The Trail of Tears: Andrew Jackson vs the Natives

The Trail of Tears: 1830 nightmare

Hello everyoneTrails of tears

Some of you might have heard about an historic episode referred to as the Trail of Tears. It refers to a path that thousands of Indians were forced to travel, having been deported by then US president Andrew Jackson. Why were they deported you ask? Because Mr. Jackson could. But let me back up a bit.

Andrew Jackson and his Indian Removal Act

Imagine being a little Cherokee girl or boy and waking up to a gun to your face, your family

Andrew Jackson

Andrew Jackson

gone, being forced to leave the land you had known as home all of your life. Imagine as a mother or father being separated from your children, not knowing if you would see them again. That is what Andrew Jackson’s Indian Removal Act did. The year was 1830. Andrew Jackson was then the president of the United States. In a bold and heartless move, Mr. Jackson negotiated and approved the Indian Removal Act, ordering native tribes living east of the Mississippi river to move to designated “indian grounds” on the other side of the river. Numerous tribes were affected, including the Chippewa (north) or the Seminole and the Cherokee (south). The reasoning behind the act? Because Jackson was bold, and made one of the most controversial decisions in history. The Act authorized the president to negotiate treaties to buy indian lands east of the Mississippi river in exchange for lands quite further west. 45 000 Natives were forced to move off their own lands.

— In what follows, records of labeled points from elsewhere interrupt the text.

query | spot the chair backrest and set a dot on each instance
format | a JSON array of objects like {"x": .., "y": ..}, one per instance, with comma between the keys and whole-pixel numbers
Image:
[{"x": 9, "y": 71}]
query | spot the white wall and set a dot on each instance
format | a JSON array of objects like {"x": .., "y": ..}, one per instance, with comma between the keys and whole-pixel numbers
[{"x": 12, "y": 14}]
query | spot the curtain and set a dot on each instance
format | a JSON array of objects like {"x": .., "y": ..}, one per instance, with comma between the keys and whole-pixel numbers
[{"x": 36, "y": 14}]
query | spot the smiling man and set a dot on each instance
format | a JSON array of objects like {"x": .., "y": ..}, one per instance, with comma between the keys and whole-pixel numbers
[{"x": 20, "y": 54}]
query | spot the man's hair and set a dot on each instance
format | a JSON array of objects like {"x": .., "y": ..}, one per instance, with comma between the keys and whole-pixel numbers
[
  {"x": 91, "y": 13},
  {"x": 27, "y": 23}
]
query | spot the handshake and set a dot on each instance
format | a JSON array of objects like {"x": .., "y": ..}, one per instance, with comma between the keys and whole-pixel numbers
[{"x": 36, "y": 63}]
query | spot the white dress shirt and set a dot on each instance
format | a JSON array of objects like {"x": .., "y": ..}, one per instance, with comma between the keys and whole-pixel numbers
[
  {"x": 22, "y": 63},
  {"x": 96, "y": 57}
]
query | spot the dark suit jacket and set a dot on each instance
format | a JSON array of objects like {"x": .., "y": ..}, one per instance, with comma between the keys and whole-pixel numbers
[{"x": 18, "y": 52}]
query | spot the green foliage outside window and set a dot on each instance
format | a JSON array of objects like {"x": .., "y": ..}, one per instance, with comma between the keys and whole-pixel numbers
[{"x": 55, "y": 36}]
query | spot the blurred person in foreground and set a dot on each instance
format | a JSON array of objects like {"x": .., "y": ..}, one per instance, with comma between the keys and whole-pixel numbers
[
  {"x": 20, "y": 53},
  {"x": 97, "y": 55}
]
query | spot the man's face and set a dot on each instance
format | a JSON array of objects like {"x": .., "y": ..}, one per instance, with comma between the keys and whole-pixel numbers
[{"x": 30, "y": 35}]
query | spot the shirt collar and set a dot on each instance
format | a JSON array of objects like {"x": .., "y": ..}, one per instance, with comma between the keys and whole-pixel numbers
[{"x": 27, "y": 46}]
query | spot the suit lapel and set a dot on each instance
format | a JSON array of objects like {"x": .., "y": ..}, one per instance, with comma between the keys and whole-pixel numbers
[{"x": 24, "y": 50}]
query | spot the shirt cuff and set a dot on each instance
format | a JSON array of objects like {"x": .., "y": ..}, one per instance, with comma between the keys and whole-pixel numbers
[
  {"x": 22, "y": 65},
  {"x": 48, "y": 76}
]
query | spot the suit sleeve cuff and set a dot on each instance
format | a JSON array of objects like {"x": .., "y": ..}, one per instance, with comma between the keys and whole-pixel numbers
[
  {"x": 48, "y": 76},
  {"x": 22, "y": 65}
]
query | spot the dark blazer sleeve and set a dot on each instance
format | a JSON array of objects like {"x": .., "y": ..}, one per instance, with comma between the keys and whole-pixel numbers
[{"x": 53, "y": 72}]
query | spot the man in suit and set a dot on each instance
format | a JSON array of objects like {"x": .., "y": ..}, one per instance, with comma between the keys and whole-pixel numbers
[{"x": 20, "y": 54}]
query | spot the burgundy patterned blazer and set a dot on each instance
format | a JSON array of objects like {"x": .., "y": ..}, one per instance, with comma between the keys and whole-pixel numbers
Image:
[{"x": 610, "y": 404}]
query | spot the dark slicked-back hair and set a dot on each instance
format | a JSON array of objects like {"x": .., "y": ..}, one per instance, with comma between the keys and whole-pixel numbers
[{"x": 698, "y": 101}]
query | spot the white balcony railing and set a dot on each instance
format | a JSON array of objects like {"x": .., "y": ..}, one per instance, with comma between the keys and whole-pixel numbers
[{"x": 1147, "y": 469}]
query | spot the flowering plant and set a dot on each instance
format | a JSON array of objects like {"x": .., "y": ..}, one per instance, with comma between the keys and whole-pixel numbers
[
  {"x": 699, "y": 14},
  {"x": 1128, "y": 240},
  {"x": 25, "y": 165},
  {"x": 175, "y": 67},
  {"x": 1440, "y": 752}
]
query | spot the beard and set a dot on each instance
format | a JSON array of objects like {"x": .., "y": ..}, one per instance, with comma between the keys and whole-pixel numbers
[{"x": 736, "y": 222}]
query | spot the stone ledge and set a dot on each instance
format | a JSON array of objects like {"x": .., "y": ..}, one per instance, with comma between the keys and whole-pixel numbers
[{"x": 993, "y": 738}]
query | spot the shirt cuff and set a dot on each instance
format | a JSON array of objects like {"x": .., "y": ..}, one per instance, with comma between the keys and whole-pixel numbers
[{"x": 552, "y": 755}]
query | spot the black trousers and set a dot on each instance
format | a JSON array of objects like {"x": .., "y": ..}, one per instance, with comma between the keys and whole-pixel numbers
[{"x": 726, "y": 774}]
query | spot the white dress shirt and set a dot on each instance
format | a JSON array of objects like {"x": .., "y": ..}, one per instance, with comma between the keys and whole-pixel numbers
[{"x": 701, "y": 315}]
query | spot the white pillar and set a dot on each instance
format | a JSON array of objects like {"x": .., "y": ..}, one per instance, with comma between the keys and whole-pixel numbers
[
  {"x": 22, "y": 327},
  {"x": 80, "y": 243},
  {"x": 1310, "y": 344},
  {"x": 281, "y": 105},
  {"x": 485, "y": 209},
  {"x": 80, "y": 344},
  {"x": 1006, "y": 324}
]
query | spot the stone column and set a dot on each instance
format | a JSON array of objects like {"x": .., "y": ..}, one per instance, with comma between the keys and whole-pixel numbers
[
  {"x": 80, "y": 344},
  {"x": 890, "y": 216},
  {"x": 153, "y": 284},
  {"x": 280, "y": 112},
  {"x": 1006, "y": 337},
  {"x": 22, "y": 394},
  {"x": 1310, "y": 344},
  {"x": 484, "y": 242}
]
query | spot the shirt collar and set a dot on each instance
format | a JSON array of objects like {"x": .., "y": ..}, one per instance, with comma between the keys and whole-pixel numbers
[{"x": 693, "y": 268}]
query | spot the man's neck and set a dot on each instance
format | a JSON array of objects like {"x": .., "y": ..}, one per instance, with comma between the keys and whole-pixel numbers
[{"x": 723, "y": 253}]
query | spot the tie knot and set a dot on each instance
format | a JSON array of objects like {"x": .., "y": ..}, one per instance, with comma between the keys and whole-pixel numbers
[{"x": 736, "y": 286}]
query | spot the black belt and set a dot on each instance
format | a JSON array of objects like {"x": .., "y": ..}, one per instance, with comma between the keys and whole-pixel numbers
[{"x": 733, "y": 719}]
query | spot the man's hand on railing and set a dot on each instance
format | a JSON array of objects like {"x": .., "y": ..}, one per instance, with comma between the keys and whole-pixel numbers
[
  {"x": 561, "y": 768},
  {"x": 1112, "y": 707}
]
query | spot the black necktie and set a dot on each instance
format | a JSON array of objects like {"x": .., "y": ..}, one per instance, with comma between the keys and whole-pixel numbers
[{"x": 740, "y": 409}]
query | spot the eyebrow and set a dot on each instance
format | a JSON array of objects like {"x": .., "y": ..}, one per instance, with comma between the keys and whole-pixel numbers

The fight of the Cherokees

However, in an unprecedented move, the Cherokees (in Georgia), instead of fighting on the ground like their ancestors might have done, took Jackson to court. Yes, they actually went to the legal system for support and justice. And guess what? Judge John Marshall actually sided in their favor! They were deemed to be allowed to remain on their land as it was decided that Georgia could not impose its laws upon Cherokee tribal lands . Yay victory! Think again…

Cherokee chief Henry Wolf

Cherokee chief Henry Wolf, NC

How did Jackson respond? Well I believe his answer went something like this: “John Marshall made his decision, now let him enforce it”. 7000 troops were sent to remove the tribes. Thousand of Cherokees were forcibly removed from their land at gunpoint, in cattle stockades. Families were separated, never to be reunited again. Lands were lost, people died, or were abused and mistreated. Indeed, because the road to be traveled was strenuous, it is estimated that 1 out of 4 people did not make it (about 4000 people). They died of malnutrition, exhaustion, not enough rest, no medicine or simply being killed by soldiers. Just imagine for one second having to live through this. Losing family members, loved ones, friends. And not being able to give them a proper burial as you were forced to leave them behind and keep walking. Burial is such an important part of death within the native culture, respecting the dead, sending them into the spiritual world in the right way. I can only imagine what it was like for them not being able to do so. Hence the name the Trail of Tears. 

trail of tears

What happened next?

Andrew Jackson’s Indian Removal Act marked the beginning of the Removal Era, thousands and thousands of Natives being removed from their lands. Followed by the Land Run era, during which land was disputed and no respect was given to its original inhabitants. The land was wanted for numerous reasons including farming or the belief that gold was present. For years and years, Native nations fought for their land. Oftentimes losing the battle. Can you imagine if one day the land you knew as home that had been yours for generations was suddenly taken from you? That it was suddenly deemed not to be yours anymore and there was nothing you could do about it? The Trails of Tears is a tragedy in US history, representing the largest percentage of deaths in one single native tribe due to the actions of the US government.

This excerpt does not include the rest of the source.